Ma mère essuie furtivement une larme en regardant mon père avec beaucoup d’amour.
– Wassanam (pardon) chuchote-t-elle à l’endroit de mon père avant de me prendre la main pour partir. Je sentais à quel point elle était émue car c’était la première fois que mon père prenait notre défense contre sa famille.
Durant le trajet du retour, ma mère ne disait rien et je n’osais rompre le silence. Quand nous sommes arrivées à la maison, il n’y avait encore personne et ma mère se dirigeait vers sa chambre sans m’adresser mot. Le cœur meurtri, je rejoignis la mienne et m’étendit sur mon lit. Je méditais sur ce qui venait de se passer quand, soudain, maman entra dans la chambre et me tendit mes cahiers. Surprise, je l’interrogeais du regard.
– Va réviser chez Sigua et tu peux rester là-bas jusqu’à la fin de ton examen.
– Ah bon, pou…pour….pourquoi ?
– Parce que tu as déjà raté une semaine de révision. Je souhaite que rien ne vienne perturber les jours qui restent. J’ai déjà averti ton père et il est d’accord. Demain à la fin des cours, je passerai parler avec Soukey (la mère de Sigua, en même temps sa meilleure amie).
– Je ne sais pas quoi dire maman, wassanam.
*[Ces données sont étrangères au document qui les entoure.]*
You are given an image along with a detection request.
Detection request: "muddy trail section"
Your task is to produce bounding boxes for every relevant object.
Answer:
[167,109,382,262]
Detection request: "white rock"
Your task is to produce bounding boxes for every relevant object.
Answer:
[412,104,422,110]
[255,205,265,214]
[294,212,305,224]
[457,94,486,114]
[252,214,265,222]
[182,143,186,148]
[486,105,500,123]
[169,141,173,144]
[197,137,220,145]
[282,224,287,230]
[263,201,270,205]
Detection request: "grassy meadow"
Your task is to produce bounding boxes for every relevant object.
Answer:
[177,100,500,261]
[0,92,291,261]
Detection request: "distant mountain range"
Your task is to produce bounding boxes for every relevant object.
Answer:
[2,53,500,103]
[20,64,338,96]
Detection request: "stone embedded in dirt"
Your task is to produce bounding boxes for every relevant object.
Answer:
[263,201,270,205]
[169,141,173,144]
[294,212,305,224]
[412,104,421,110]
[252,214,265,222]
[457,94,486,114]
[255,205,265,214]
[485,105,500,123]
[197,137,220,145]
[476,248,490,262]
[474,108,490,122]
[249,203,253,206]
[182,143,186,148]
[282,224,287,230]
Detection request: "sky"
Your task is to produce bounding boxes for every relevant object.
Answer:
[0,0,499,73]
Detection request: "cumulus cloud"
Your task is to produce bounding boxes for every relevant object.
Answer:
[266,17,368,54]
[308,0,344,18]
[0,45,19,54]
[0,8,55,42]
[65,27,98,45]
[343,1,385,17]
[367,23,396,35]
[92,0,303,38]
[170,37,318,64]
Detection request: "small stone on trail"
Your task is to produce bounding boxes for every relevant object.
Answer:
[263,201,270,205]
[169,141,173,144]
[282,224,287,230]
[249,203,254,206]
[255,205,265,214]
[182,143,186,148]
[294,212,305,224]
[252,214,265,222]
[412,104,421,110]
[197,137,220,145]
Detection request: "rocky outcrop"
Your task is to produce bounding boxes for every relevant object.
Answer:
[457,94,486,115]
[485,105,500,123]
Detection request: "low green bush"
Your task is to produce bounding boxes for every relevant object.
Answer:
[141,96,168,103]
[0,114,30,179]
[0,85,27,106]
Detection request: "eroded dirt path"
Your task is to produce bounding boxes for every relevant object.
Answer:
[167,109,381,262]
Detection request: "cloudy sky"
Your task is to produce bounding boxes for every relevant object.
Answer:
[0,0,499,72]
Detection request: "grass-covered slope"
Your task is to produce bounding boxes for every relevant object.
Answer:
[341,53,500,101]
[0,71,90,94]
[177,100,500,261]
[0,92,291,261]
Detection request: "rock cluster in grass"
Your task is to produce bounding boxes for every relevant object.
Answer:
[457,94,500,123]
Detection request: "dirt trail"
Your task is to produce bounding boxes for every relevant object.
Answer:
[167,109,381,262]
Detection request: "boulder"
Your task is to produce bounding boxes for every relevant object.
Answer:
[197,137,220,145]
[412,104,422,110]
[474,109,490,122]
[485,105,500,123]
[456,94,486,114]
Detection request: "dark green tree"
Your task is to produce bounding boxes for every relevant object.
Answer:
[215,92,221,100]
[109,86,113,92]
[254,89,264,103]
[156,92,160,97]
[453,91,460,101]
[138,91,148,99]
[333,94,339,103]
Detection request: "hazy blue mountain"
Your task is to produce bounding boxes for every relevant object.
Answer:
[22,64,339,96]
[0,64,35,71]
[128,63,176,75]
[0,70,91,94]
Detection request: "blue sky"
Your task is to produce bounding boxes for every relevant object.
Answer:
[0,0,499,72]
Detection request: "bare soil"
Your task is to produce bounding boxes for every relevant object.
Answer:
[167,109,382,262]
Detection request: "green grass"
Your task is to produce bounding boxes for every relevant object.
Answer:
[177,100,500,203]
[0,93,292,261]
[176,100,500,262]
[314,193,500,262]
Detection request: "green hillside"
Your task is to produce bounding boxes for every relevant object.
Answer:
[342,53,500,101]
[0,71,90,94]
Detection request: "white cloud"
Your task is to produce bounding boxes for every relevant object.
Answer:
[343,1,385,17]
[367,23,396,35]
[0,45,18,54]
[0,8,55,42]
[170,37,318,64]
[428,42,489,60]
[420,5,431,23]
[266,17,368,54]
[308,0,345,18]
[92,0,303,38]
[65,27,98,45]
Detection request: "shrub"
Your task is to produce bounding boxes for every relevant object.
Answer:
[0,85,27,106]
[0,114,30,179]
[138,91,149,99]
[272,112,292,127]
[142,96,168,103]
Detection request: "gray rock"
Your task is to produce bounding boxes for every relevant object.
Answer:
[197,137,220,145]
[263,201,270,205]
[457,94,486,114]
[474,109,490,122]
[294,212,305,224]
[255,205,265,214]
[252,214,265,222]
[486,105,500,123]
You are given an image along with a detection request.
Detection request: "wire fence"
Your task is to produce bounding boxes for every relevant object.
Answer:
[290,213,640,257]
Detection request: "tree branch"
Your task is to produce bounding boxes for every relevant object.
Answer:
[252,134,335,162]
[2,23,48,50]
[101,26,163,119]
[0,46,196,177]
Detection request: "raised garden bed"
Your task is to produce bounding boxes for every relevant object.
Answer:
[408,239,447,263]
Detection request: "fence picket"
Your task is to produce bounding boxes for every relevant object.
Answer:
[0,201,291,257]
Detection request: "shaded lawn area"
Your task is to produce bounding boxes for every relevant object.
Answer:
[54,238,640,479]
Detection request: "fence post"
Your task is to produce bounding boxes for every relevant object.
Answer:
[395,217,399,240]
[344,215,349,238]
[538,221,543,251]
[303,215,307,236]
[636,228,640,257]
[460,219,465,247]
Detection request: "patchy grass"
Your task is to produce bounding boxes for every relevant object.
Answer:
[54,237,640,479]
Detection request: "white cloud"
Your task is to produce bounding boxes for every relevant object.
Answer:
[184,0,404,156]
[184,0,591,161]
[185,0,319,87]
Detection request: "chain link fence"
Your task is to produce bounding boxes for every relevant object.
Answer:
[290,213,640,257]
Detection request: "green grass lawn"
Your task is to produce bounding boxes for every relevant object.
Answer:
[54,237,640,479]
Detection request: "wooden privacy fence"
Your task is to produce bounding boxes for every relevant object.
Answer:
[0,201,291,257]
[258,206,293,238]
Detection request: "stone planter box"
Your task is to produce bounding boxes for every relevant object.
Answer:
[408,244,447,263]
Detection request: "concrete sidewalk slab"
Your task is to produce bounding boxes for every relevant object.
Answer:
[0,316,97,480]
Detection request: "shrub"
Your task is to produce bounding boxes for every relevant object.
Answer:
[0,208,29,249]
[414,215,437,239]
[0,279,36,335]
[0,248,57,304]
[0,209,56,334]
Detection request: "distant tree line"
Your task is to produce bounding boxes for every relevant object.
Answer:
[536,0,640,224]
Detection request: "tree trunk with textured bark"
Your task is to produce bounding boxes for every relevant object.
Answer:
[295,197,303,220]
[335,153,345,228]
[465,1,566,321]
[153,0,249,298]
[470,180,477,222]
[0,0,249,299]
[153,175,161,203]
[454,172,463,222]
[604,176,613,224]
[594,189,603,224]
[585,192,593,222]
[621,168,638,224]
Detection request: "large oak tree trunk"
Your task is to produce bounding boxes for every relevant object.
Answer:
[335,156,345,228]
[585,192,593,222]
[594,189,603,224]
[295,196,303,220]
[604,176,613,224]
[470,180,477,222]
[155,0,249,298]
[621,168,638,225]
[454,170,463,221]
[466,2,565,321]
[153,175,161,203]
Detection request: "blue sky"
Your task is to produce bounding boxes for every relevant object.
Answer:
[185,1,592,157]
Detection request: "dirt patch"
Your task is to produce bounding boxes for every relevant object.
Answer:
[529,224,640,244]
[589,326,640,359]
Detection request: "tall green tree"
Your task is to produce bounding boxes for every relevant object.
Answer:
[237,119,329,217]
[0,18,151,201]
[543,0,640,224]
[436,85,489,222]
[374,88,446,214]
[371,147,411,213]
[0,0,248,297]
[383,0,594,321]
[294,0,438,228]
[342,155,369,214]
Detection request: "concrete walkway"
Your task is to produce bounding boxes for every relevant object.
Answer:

– Si tu restes ici, ta tante va te mener la vie dure après l’affront que je viens de lui faire au mariage de sa fille, donc c’est la seule solution, le temps de régler une bonne fois pour toute ces histoires.
Elle me prend dans ces bras et me lance avant que je ne sorte :
– N’oublies pas de prendre quelques affaires pour deux semaines.
Quand je fus seule, je fis une danse sérère et me dépêchais de faire mes affaires. Ayant peur que ma mère ne change d’avis, je sortis précipitamment de la maison avec ma petite valise toute excitée d’aller dans une maison autre que la mienne. A quinze ans, la fougue de la jeunesse nous rend inconsciente des évènements qui se passent autour de nous. La seule chose qui nous intéresse est la découverte de nouveautés. A cet instant, j’ignorais encore que ma vie était sur le point d’être complétement chamboulée.